Sss authentication timeouts due to user-nsswitch.conf configuration

I’ve noticed Rocky 8 (8.6 Green Obsidian in my case) has what appears to be an odd configuration in the nsswitch.conf under authselect. During the realm join and subsequent authentication attempts, my servers would be extremely slow. running the id command would take a long time as well. I tried some tweaks to my sssd.conf file but they didn’t help much. I would get many login timeouts. The same timeouts when I’d sudo. I found a forum mentioning the nsswitch.conf wasn’t configured correctly so I made changes as the forum help stated. It instantly fixed my issues. Changes:
root@…#vim /etc/authselect/user-nsswitch.conf
config causing slowness:
passwd: sss files systemd
shadow: files sss
group: sss files systemd
hosts: files dns myhostname
services: files sss
netgroup: sss
automount: files sss

config that works normally: Fixed spacing issue and put sss at the end for passwd and group
passwd: files systemd sss
shadow: files sss
group: files systemd sss
hosts: files dns myhostname
services: files sss
netgroup: sss
automount: files sss

Once I made the changes, I ran “authselect apply-changes” and my log in and sudo woes were immediately resolved.

I’m not sure if this is normal or something I did during original install/config. If it should be the second method, what’s the best way to report to Rocky to resolve future packages? Are others seeing the same issue?

Forum site I found the resolution for my issue:

That nsswitch.conf configuration is actually normal and will not be a Rocky nor Enterprise Linux specific problem. Part of the reason is because sssd can be used for multiple domains and can cache local users/groups as well if the user wishes. (The default configurations as part of authselect are developed upstream in both Red Hat and Fedora, and we do not adjust them.)

When I look at any of my IPA enrolled machines, sss files is completely sufficient and poses no issues, whether the account is local to the machine or a domain account.
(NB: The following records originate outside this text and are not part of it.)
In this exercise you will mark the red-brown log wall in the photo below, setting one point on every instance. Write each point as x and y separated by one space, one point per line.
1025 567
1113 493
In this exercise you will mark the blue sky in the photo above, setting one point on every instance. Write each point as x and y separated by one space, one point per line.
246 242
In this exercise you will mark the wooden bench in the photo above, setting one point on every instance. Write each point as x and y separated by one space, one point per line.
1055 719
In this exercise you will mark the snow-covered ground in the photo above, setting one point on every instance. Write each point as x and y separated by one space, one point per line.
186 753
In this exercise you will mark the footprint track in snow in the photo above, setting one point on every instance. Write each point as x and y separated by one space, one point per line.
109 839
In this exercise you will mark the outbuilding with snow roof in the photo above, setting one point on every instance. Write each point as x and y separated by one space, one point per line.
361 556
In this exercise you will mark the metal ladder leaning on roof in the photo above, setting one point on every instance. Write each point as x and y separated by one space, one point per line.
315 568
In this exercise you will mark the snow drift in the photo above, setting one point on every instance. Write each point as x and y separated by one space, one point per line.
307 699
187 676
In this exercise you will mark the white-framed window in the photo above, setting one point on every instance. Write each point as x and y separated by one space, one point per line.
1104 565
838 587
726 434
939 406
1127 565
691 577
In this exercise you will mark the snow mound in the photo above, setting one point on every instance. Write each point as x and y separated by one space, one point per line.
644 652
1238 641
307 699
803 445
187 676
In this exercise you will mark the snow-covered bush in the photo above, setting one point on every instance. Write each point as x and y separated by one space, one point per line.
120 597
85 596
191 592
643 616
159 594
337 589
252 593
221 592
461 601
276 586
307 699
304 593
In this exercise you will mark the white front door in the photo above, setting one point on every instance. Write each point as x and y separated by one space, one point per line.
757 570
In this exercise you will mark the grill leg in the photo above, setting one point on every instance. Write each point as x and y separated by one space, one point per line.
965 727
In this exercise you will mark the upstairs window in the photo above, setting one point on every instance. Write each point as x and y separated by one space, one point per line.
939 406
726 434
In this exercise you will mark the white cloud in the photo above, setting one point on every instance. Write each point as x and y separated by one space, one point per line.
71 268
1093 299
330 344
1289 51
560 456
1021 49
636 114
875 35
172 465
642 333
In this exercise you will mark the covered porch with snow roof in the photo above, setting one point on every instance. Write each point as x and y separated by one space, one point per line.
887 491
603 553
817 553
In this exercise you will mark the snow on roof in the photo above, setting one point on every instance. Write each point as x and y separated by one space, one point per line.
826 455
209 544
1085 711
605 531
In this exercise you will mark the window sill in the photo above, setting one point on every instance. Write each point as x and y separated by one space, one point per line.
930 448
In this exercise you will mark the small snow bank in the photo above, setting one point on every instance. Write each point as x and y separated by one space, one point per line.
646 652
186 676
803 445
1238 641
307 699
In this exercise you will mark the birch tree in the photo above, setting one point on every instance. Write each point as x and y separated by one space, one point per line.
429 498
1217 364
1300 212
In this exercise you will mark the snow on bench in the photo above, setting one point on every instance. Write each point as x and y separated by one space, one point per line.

However, this is likely due to my smallish domain. In fact, I enrolled a new machine recently for my RelEng folks to login to and the login was smooth, including sudo. It was rather instant. Again, this is likely due to my domain size.

The timeouts are likely a symptom of another problem if they’re not coming back or resolving in time. Unfortunately in this instance, adjusting nsswitch.conf is a band-aid or it just appears that it fixed the issue, when indeed the right information from AD was cached properly.

One thing to keep in mind is that when a host is enrolled to AD, it has to cache brand new information for any new user or group that it comes across. It doesn’t enumerate nor is it ever aware of any of the users or groups until it needs to do a lookup. If your domain has a lot of users/groups and the users also have a lot of groups, that could easily slow down the caching or ID lookup process. What can also slow it down are nested groups too. ignore_group_members can sometimes help in these instances. If your domain is small, putting sssd into debug can help find issues. See this page for troubleshooting tips.

What I would also recommend is looking through the SSSD Users Mail List or posing your question there also, especially for more specific troubleshooting as it pertains to sssd.

1 Like

Thank you for that information. We do have a very large environment. I’ll do the same as you did and test in my home lab. I’ll check out the sssd debugging modes.